I shed a few tears--sad ones for my poor dead casserole dish, and embarrassed, frustrated ones at my propensity for dropping and breaking things, even though we now have linoleum on the kitchen floor instead of tile. I'm sure that in the long run I'm costing us money in terms of frequency of replacing breakables. I actually then had a few moments of total paranoia that there's something seriously wrong with me because of my tendency to drop and break stuff.


So, in my paranoid moment I went online to see if I could Google, like, some kind of support group for people who drop and break stuff a lot. Or perhaps find out if I had some kind of horrible neurological disorder. Somehow, one of the search results was the IMDB entry for Drop Dead Fred (a rather amusing movie). I got distracted, and it occurred to me that I hadn't seen Phoebe Cates in anything in a really long time. I checked her entry and found out that she has "retired" from movies and is now essentially Kevin Kline's kept woman (well, okay, housewife and mother of his three children).


Then I checked Rik Mayall's entry, wondering if he'd done anything else I'd heard of. I noticed that he had been in an episode of the BBC show Jonathan Creek, which I quite liked. I clicked on the entry for the main actor, Alan Davies, who plays the crime-solving magician Jonathan Creek and is cute in a goofy and oblivious sort of way. Now we get to the point of this blog entry.


To my surprise, the first listing under his filmography was a film version, currently in production, of Angus, Thongs and Full-Frontal Snogging, from Louise Rennison's series of Georgia Nicolson novels. Alan Davies plays, I think, Georgia's dad. AND--here's the clincher--the director and co-writer of the screenplay is Gurinder Chadha, who directed Bride and Prejudice, Bend It Like Beckham, and Bhaji on the Beach. Whew! I realize that was a long and roundabout way to find out this information, but I guess I'm...uh...sorta glad I broke the casserole dish and freaked out and looked up Dropping Things Syndrome online? No? No. Kinda, but not really.

2 comments:

tanita✿davis said...

Awww, on so many levels!

First, don't feel bad about the stupid Dropping And Breaking Syndrome. I still tear up when I think of this gorgeous long-necked, lead crystal vase I had, which, while I was cutting flowers to go into said vase, I somehow knocked over. And of course, it shattered. In my front yard. Whereupon I stood and wept. My neighbors probably thought I was insane.

Second -- Alan Davies as a DAD!? No! He was my TV hair crush. Not anyone's DAD. Eew. Anyway, who's the daughter for this curly haired Dad? And if they make him do something normal with his hair, I ...I won't watch it. I might not watch it anyway. Again: YA novel. Being made. Into a Book. Even with the obliviously cute Alan Davies? Trouble ahead.

Third -- you have a remarkable ability to distract yourself -- which probably led to the Dropping and Breaking thingy anyway - just distracted.
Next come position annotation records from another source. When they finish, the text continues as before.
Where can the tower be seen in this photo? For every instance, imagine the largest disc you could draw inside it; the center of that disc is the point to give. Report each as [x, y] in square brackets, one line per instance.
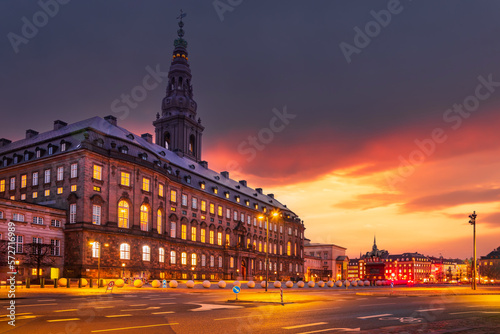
[177, 128]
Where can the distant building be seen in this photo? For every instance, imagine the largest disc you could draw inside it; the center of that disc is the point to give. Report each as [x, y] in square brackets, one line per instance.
[31, 224]
[334, 262]
[489, 266]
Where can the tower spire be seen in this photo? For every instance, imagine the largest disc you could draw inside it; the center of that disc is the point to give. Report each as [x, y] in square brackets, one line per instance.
[178, 128]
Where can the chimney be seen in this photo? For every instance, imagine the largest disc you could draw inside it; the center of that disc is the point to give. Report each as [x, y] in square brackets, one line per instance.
[111, 120]
[148, 137]
[30, 133]
[59, 124]
[4, 142]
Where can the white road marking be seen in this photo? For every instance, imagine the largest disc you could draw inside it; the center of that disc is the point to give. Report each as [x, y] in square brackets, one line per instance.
[36, 305]
[334, 329]
[166, 312]
[209, 307]
[375, 316]
[118, 315]
[306, 325]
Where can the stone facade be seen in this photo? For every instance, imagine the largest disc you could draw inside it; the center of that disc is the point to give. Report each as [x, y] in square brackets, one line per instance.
[31, 221]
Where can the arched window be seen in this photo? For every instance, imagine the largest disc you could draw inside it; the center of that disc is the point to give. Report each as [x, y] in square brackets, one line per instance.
[146, 253]
[123, 214]
[173, 259]
[192, 144]
[159, 221]
[167, 140]
[124, 252]
[144, 217]
[161, 255]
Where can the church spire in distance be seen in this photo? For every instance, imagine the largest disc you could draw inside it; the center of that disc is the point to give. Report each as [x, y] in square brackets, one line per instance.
[178, 128]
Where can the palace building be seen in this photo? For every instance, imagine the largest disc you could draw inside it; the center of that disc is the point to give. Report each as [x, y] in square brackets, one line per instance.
[138, 208]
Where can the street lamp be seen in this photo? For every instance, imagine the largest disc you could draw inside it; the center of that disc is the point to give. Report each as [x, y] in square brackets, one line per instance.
[274, 214]
[97, 246]
[472, 221]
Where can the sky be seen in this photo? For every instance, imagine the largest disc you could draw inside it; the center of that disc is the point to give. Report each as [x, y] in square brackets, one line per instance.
[367, 118]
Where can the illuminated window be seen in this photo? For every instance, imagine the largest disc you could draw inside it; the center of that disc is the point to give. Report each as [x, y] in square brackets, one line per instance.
[146, 253]
[72, 213]
[124, 252]
[145, 184]
[97, 172]
[161, 255]
[193, 233]
[96, 249]
[159, 221]
[173, 259]
[96, 214]
[173, 229]
[123, 217]
[60, 173]
[183, 232]
[74, 170]
[125, 179]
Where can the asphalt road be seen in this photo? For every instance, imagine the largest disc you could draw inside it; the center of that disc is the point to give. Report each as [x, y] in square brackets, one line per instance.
[190, 311]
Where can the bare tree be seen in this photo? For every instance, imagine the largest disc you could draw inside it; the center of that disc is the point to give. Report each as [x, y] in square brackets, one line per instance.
[38, 255]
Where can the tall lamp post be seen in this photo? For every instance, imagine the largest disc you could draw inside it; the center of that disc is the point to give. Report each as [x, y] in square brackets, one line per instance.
[472, 221]
[98, 248]
[274, 214]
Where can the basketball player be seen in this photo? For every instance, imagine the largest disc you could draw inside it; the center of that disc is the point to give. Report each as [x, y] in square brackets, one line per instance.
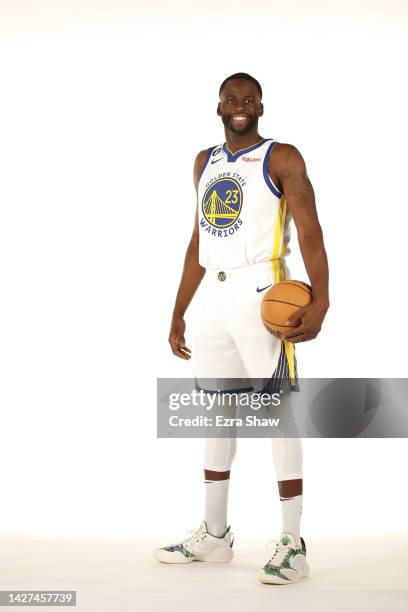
[248, 189]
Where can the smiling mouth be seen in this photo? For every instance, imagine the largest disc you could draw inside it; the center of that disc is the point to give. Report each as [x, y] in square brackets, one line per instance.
[239, 119]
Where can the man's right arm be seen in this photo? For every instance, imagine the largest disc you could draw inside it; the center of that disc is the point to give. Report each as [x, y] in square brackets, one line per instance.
[190, 279]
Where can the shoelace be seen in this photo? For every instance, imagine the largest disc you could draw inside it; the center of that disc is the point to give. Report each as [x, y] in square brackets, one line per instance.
[280, 551]
[193, 537]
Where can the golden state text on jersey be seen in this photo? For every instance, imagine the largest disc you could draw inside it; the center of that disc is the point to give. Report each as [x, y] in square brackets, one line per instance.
[242, 215]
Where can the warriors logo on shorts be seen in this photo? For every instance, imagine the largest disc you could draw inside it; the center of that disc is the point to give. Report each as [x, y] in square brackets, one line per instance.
[222, 203]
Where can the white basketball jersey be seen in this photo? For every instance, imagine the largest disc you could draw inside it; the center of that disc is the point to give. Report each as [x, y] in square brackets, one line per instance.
[242, 215]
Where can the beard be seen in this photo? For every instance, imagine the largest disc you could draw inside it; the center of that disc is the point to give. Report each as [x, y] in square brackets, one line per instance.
[250, 125]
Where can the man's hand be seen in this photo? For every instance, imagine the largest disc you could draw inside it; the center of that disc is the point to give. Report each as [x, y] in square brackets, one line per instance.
[308, 321]
[176, 338]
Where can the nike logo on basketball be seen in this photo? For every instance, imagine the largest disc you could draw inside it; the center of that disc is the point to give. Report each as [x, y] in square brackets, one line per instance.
[263, 288]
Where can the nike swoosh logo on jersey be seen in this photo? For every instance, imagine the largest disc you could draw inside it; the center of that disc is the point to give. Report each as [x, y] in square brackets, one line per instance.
[263, 288]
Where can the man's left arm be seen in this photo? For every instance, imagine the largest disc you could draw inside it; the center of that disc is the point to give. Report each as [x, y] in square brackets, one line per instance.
[290, 170]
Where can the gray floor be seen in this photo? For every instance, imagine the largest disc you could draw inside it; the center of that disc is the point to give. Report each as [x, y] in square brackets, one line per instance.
[121, 575]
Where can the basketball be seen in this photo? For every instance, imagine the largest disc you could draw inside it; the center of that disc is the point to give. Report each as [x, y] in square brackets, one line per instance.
[280, 302]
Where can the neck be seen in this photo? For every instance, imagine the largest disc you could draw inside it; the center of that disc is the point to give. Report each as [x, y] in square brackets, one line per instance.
[235, 142]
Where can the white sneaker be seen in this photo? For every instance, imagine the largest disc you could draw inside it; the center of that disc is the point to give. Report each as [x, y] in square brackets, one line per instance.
[199, 546]
[288, 562]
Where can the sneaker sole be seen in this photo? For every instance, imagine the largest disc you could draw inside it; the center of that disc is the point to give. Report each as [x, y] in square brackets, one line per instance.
[217, 556]
[276, 580]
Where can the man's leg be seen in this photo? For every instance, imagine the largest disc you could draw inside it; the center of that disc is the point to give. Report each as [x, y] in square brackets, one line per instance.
[288, 460]
[219, 455]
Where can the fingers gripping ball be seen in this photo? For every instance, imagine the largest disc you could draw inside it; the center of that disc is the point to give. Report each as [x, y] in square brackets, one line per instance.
[280, 302]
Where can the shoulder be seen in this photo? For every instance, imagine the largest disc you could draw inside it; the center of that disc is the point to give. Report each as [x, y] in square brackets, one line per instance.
[284, 154]
[200, 162]
[202, 156]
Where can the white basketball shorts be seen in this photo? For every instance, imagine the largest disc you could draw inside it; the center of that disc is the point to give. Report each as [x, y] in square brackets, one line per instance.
[231, 342]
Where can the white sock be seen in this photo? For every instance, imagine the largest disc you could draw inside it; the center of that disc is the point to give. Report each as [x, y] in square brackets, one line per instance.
[291, 513]
[216, 502]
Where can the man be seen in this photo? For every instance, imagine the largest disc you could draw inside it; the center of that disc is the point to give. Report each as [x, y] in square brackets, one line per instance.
[248, 188]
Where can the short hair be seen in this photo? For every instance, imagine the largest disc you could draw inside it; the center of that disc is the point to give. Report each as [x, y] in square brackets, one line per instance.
[245, 77]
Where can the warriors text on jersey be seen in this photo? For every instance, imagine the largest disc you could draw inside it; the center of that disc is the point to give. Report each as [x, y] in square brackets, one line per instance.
[242, 216]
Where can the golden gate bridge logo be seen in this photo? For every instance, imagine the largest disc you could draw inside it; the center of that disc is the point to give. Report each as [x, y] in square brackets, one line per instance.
[222, 202]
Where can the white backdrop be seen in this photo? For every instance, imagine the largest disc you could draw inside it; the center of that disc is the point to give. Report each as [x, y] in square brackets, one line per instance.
[104, 106]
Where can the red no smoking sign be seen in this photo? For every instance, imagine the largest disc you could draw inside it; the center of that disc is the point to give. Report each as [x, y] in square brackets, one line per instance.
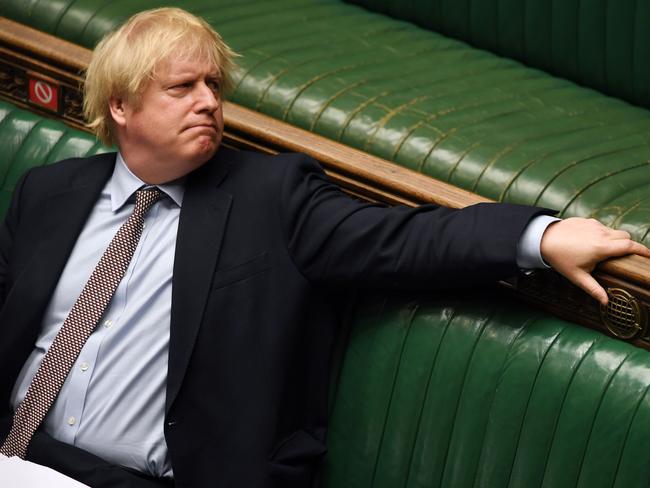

It's the artistic mind. You can't escape.

It's what makes you you, and it's why I like you. Because you're as weird as I am.

Mary Witzl said...

I had a celadon green pot with fitting lid on a table in my bedroom -- a pot I happened to make ages ago when I lived in Japan. While turning a huge plant on the table, I managed to knock this pot over and it broke into so many pieces I could never repair it. Honestly, it broke my heart. My own creation, shattered by my own hand! And now I can't proudly point it out to friends and say, 'I made this.'

Wish this breakage had led to something interesting, but sadly it didn't. Sniff.